On top of that, there are also long-standing concerns about environmental impacts, of which there’s very little data. Changes to regional water properties might create ripple effects through ecosystems, critics note. Fostering phytoplankton blooms, for instance, could shift local food webs or even produce greenhouse gases. Treating large parcels of seawater to remove carbon could pose risks to local wildlife.

But the biggest challenge of all is time. Researchers are racing to explore these uncharted waters before the climate crisis worsens.

Several ocean-based methods of carbon dioxide removal have been proposed (illustrated from left to right): seaweed farming, artificial upwelling and down­welling, enhanced rock weathering, direct ocean capture and ocean iron fertilization.Sayo Studio

How carbon dioxide removal could slow climate change

Carbon dioxide can linger in the atmosphere for centuries before it’s taken up by plants or incorporated into the molecular structure of rocks. Those natural carbon “sinks” are too slow to match the pace of emissions from fossil fuel burning and other human activities, however.

CDR can be thought of like “a time machine,” David Ho, an oceanographer at the University of Hawaii at Manoa, wrote last year in Nature. Stripping some of the CO2 out of the atmosphere would be like returning to an earlier time with lower concentrations.

For example, the world’s largest direct air capture plant, Climeworks’ Iceland-based Orca plant, can remove up to 4,000 tons of CO2 each year. That might set the clock back by perhaps three seconds annually, Ho estimated.

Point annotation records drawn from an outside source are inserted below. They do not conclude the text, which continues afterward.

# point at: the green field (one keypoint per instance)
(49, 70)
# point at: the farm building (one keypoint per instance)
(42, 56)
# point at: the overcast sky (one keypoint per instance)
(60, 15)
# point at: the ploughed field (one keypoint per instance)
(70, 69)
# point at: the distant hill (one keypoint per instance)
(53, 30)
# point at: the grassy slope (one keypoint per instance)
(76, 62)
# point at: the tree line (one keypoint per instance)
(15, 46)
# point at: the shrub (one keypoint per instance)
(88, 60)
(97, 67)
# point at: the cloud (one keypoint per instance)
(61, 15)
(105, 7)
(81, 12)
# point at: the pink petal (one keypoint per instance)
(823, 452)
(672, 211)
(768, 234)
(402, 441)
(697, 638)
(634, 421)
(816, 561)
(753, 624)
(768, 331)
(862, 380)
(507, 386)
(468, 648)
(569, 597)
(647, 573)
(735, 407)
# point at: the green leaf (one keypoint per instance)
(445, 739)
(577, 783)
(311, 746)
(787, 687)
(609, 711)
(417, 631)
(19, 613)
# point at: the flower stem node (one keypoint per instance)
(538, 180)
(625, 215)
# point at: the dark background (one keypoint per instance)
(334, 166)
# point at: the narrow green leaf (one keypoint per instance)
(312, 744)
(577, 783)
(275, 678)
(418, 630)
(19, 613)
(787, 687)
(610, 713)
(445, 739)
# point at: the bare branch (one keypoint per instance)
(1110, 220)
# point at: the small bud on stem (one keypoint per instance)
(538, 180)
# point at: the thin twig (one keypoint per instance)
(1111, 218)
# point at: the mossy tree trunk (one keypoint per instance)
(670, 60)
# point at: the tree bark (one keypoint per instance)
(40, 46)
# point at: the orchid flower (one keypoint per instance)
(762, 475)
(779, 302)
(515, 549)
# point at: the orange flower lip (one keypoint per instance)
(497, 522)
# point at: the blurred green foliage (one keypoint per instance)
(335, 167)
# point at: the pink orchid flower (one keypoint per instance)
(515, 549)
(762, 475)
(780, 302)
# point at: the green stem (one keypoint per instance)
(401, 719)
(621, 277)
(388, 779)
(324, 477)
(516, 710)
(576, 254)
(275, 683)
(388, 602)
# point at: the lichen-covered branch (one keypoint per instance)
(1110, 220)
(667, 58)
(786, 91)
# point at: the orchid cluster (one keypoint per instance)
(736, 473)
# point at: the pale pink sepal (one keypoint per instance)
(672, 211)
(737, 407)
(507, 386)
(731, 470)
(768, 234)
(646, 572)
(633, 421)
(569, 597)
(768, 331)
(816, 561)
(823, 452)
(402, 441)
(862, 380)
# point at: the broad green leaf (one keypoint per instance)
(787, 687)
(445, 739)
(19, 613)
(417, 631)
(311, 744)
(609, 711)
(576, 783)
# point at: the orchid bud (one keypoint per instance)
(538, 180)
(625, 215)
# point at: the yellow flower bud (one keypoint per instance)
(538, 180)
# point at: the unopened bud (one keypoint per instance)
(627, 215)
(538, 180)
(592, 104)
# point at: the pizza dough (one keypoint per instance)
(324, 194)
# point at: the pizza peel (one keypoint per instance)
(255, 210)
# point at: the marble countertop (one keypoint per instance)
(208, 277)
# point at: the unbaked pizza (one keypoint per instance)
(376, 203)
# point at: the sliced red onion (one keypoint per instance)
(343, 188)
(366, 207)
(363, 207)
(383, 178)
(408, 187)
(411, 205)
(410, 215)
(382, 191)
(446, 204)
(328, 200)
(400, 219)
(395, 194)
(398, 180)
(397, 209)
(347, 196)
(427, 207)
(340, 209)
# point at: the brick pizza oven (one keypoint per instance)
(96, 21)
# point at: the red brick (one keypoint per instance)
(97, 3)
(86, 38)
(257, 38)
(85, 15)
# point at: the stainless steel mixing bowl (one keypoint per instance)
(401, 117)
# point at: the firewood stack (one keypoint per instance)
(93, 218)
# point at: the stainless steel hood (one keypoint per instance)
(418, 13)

Planting 100 million trees around the globe buys back about 33 minutes annually, says paleoclimatologist Peter de Menocal, president and director of the Woods Hole Oceanographic Institution in Massachusetts.

Today, the ocean naturally absorbs about a quarter of the world’s carbon emissions annually. That’s equivalent to setting the clock back by about three months each year.

The ocean’s carbon storage capacity is vast. For example, from 10,000 years ago until the dawn of the Industrial Revolution, the atmospheric CO2 concentration was about 280 parts per million. But at the height of the last ice age, about 20,000 years ago, that concentration was just 180 ppm. The “missing” 100 ppm of CO2 during the ice age was all stored in the ocean, in part due to decreased ocean circulation at this time.